Well, today I made the first steps towards finding childcare for the Pip for when I go back to work. Not big steps, to be honest, all I did was look up the list of local nurseries on the internet and write down the phone numbers of the ones that looked promising.
It's something I have been avoiding for a while and I can't really put it off any longer. It's tricky because I haven't decided whether a nursery or a childminder is the best option - at the moment I'm 80% leaning towards a nursery - but I haven't actually been round any nurseries yet. So it could change once I've had a look around a few.

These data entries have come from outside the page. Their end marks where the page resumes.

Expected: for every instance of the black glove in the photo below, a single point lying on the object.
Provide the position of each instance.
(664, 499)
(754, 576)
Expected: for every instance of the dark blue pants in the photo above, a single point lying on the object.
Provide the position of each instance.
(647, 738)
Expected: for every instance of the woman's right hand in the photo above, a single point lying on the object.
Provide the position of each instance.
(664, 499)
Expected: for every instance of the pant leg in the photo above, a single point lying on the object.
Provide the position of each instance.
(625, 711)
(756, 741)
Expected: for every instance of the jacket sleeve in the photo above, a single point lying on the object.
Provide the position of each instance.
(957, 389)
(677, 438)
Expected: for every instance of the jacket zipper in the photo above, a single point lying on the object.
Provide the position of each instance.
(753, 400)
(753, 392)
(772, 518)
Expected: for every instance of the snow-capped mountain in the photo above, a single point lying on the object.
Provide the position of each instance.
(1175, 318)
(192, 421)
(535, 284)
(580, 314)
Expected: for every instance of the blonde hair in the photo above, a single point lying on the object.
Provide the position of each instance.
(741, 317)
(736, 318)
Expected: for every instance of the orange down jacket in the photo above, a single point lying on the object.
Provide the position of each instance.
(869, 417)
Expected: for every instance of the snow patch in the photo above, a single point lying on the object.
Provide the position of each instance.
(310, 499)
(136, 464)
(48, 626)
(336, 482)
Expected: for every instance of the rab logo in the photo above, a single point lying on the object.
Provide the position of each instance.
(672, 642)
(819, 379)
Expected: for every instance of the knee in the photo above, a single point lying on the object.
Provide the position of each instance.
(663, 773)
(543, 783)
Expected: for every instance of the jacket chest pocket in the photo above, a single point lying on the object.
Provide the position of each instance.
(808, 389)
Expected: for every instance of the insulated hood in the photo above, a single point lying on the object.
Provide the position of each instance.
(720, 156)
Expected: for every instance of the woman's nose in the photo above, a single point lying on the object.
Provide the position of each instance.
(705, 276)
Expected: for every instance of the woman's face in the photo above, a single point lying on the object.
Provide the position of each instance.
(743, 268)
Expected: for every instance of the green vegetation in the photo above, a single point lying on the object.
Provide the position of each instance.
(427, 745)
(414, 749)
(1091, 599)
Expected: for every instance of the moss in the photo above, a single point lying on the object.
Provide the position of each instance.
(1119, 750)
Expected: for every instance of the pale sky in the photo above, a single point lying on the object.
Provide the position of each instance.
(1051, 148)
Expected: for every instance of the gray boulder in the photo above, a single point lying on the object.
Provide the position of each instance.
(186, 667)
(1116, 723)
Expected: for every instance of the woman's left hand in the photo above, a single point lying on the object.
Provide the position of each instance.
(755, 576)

The last few months have been so packed with changes that in one way, it seems like they rushed past in the blink of an eye. Is my son really 4 months old now? On the other hand, it seems soooo long ago when I was waiting to give birth. So much has happened since then and Mr KE and I will never be the same again.
Last weekend I left the Pip with Mr KE for the day while I went into "big town" for the first time since before Christmas. I have left him for a few hours before, but never for this long. So it was quite a big step for me (and for Mr KE too!) although I don't think I would have been happy leaving him with anyone else other than his father.
Still, for many reasons, I have to go back to work by the end of the year so I just have to get on with it. Yeah. Don't get me wrong, I do want to go back to work but like every other working mother, I do feel pangs of loss and guilt. It's tough but just one of those things that has to be done.